Д е д у ш к а. Разве ты не заметил, что мы живем в беспрецедентные времена?
Здислав…
Здислав.
О т е ц. Я слушаю.
Д е д у ш к а. Здислав, я чувствую, что во мне…
О т е ц. Что?
Д е д у ш к а. Откуда я знаю, что?
ПРОЗА{76}
СЫНОВЬЯ{77}
Домик, где жил Виктор, стоял на шоссе Клобуцк — Велунь. В ясную погоду издалека виден был позолоченный шар с непременной вороной на монастырской звоннице. Звонница за много километров до въезда в город являлась глазам путников. Когда-то болтавшая всеми языками своих бесчисленных колоколов, теперь она давно молчала; темная железная игла, торчащая в переменчивых небесах…
Вокруг дома был сад, который без всякого толку разводили родители Виктора. Забор, когда-то прочный, теперь был разобран и разворован на топливо. За садом находились поля. Горизонт завершался волнистой, туманной линией холмов, как будто покрытых лесом. Беленый домишко, похожий на все другие дома в их пригороде, не содержал в себе никакой тайны, ничего необычного, в нем жизнь протекала так же, как в других домишках, где жили поляки.
С того дня, когда младший брат Виктора Генрик был похоронен на кладбище в километре от дома, прошло три месяца. В доме не говорили об умершем. В шкафу осталась от него одна ношеная куртка, остались туфли со стесанными каблуками, покрывшиеся уже плесенью, остались также два потертых бесцветных галстука. На столе все еще лежали толстые потрепанные и разрисованные тетради, полные записей; Генрик готовился сдавать за неполную среднюю школу.
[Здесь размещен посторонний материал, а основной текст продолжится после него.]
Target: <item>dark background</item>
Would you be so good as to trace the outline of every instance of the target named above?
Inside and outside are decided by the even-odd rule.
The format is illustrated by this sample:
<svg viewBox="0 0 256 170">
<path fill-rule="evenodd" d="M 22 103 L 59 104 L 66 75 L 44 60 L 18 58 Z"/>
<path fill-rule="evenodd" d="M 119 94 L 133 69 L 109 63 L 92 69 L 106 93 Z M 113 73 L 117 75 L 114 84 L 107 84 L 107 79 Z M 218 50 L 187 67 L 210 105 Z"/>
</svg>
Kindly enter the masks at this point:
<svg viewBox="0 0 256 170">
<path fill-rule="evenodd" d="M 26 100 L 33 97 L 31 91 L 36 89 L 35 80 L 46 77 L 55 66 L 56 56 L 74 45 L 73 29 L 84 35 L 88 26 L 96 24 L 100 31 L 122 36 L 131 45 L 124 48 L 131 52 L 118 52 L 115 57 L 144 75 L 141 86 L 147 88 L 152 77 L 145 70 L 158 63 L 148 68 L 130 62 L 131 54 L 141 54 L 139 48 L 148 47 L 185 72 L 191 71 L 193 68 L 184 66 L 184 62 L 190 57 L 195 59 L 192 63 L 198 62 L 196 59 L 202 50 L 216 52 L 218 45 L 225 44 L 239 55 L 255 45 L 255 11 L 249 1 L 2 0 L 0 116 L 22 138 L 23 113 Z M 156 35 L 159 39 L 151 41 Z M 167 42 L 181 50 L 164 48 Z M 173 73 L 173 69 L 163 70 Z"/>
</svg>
Виктор до сего дня не рассказал родителям, как в действительности обстояло дело со смертью брата. Может быть, он не решится на это никогда.
Добивали его, лежачего, выстрелом в упор, почти приставив дуло к голове. Пуля раскроила череп и выбросила мозг. Уже в мертвецкой Виктор скатал из газет большой ком и с его помощью заполнил пустоту черепа. Он это сделал, чтобы как-то придать выпуклость и человеческий вид тому, что осталось от лица. Поздней он занялся с ребятами устройством похорон. Все это время родителей не было в доме. Отец уже какую неделю копал противотанковые рвы и окопы где-то за Щекочинами, а мать уехала в деревню за продуктами к знакомым.
Когда мать вернулась домой, все было уже кончено и сделано. Виктор должен был еще рассказывать матери, как выглядела смерть ее младшего ребенка. Он рассказал сухо, ясно и до жестокости кратко.
Однажды Виктор сидел у окна и смотрел на шоссе. В город ходить было нельзя уже давно. На каждой улице проверяли документы, чуть ли не через день устраивались облавы. Осужденный на бездействие, он наблюдал за движением на шоссе. Движение было небольшое. За день проезжало чуть больше десятка крестьянских телег, иногда ехали сломя голову дрожки, набитые пьяными парнями из близлежащей деревни, иногда мчались крытые брезентом грузовики жандармерии…
Это было узкое шоссе второй категории, замощенное щебнем. Двум ездокам не разминуться.